A deeper dive: This section appears under Division 2B which has the heading – “Cheating at gambling”.  It suggests a more direct level of involvement (“engage in conduct”) than the following section, s.195D (“facilitating conduct that corrupts etc”) (the latter section was not referred to by VicPol).

Section 195C was introduced by Parliament in 2013.  The second reading speech of the Crimes Amendment (Integrity in Sports) Act 2013, which introduced the amendment, said of the Act, not just s 195C:

This bill sends a very clear message that the fixing of sporting matches and other events will not be tolerated in Victoria.  It is a key component to the government’s commitment to a strong policy and legislative framework to protect the industry of sports in Victoria, integrity which is vital if the confidence and passion of Victorian sports lovers is to be secured for future generations.”

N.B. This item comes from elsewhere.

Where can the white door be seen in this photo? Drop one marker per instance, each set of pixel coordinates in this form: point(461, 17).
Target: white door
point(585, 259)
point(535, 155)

There are four reported decisions concerning section 195C Crimes Act.  All of them are VCAT harness racing matters.  Simply to illustrate the type of conduct which can be covered by the section, in Bartley, Jack & Pitt v HRV Racing Appeals and Disciplinary Board [2018] VCAT 1981 (Deputy President I. Proctor), the charges included people engaging in a deliberate set of activities with each other to manipulate the results of a race at Cobram.  The alleged conduct concerned intentionally setting a fast race and manipulating the field positions of horses.

C. Use of corrupt conduct information for betting purposes

Source: Section 195F Crimes Act

What it means: 

(1)          A person who—

(a)          possesses information in connection with an event or event contingency about conduct that corrupts or would corrupt a betting outcome of the event or event contingency; and

(b)          knows that, or is reckless as to whether, the information is about conduct that corrupts or would corrupt a betting outcome of the event or event contingency—

must not, if the information is relevant to the bet—

(c)          bet on the event or event contingency; or

(d)          encourage another person to bet on the event or event contingency in a particular way; or

(e)          communicate the information, or cause the information to be communicated, to another person who the first person knows or ought reasonably to know would, or would be likely to, bet on the event or event contingency.

(2)          In a proceeding for an offence against subsection (1)(d) or (e), it is not necessary to prove that the other person actually bet on the event or event contingency concerned.

Penalty: If convicted,  level 5 imprisonment (10 years maximum).

A deeper dive: There is no reported authority concerning this provision.

D. Attempt to commit indictable offence namely obtain financial advantage by deception

Source: Section 321M Crimes Act

What it means: A person who attempts to commit an indictable offence is guilty of the indictable offence of attempting to commit that offence.

Penalty: It depends, given the generality of the provision.  In any event, the maximum would not exceed the penalty for obtaining financial advantage by deception.

Disclaimer: Whilst Natalie is a board member of the Thoroughbred Racehorse Owners’ Association Inc. (TROA), this post is written in a personal capacity.